Emi recognized that software implements a mix of paradigms- and illustrated how they related to statistical programming. She looked at the ‘Grammar of graphics’ and illustrated with ggplot (a function from the R package ggplot2) which uses object-oriented programming style. ggplot follows the equifinality principal where there is more than one approach to the same thing. This allows users which may have different mental models to approach the same graph in different ways. Emi gave examples using a data set of the agridat R package, where the plot can show either infection rate or treatment, how easy it is to add captions, titles labels, change colours. ggplot allows the user to draw publication ready graphics.
Next was the ‘Grammar of data manipulations’ illustrated with the R library dplyr which combines element of syntactic sugar but has the disadvantage that the user may not understand the nuances of what is happening. dplyr is essentially a pipeline – consistent in terms of input and output, where both are ‘data.frames’.
Emi finished with the ‘Grammar of experimental design’ and touched briefly on some standard experimental design- from completely randomized design to split-plot designs. For the R package there is a CRAN task view of design of experiments with 112 R-packages, with the top downloaded packages in 2020 being AlgDesign and agricolae. Emi noted that Python another popular software language doesn’t have a lot of experimental design tools- R is really the best for experimental design and has the latest tools available in this space. In the grammar of experimental design space Emi has been developing her own package in R called edibble. Emi had taken the 3 components of experimental designs: Experimental units, treatments, allocations to treatments along with potential constraints for example blocks and created an interactive approach to generating an experimental design using ‘edibble’ which maps the 3 components using a sequential pipeline with ‘syntactic sugar’, complementing other experimental design tools.
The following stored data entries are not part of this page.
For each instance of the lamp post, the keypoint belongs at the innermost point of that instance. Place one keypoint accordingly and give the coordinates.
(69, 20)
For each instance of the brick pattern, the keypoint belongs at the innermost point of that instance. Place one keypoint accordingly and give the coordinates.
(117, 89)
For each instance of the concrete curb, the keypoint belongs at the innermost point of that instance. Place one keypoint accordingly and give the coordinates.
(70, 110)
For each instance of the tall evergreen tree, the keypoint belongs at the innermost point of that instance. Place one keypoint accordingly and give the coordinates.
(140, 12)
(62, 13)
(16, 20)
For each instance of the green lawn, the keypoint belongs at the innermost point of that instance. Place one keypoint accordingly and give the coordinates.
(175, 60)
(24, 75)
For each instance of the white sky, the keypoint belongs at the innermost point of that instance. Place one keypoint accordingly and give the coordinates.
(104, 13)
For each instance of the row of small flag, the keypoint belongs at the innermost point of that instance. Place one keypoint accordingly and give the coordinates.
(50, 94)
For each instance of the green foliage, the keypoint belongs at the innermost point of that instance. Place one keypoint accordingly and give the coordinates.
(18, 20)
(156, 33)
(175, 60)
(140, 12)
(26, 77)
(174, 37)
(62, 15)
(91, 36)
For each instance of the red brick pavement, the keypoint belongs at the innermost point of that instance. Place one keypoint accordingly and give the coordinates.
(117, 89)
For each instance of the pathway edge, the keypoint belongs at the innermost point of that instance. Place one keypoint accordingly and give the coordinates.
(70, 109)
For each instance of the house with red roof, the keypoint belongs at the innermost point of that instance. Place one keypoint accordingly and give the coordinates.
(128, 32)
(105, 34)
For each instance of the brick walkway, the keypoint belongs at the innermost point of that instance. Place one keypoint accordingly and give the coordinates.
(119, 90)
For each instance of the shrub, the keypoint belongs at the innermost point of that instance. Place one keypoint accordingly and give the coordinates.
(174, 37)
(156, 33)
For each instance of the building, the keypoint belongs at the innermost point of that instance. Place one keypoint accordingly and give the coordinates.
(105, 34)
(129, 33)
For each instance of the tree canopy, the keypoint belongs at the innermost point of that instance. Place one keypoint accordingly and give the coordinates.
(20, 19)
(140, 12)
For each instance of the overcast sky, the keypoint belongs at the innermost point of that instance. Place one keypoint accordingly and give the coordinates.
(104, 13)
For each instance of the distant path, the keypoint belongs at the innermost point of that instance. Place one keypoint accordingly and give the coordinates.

Emi has made her slides available, and they can be found at: emitanaka.org/slides/SSA-SA-2021
Emi is hoping to expand to designs for clinical trials next year in collaboration with Andrew Forbes- so watch this space!
On behalf of those attending the talk – thanks Emi for an insightful look into programming and your new R package.
Helena Oakey
*Dr. Emi Tanaka is a lecturer in statistics at Monash University whose primary interest is to develop impactful statistical methods and tools that can readily be used by practitioners. Her research areas include data visualisation, mixed models and experimental designs, motivated primarily by problems in bioinformatics and agricultural sciences. She is currently the President of the Statistical Society of Australia Victorian Branch and is an avid programmer in R, HTML/CSS and other computational languages.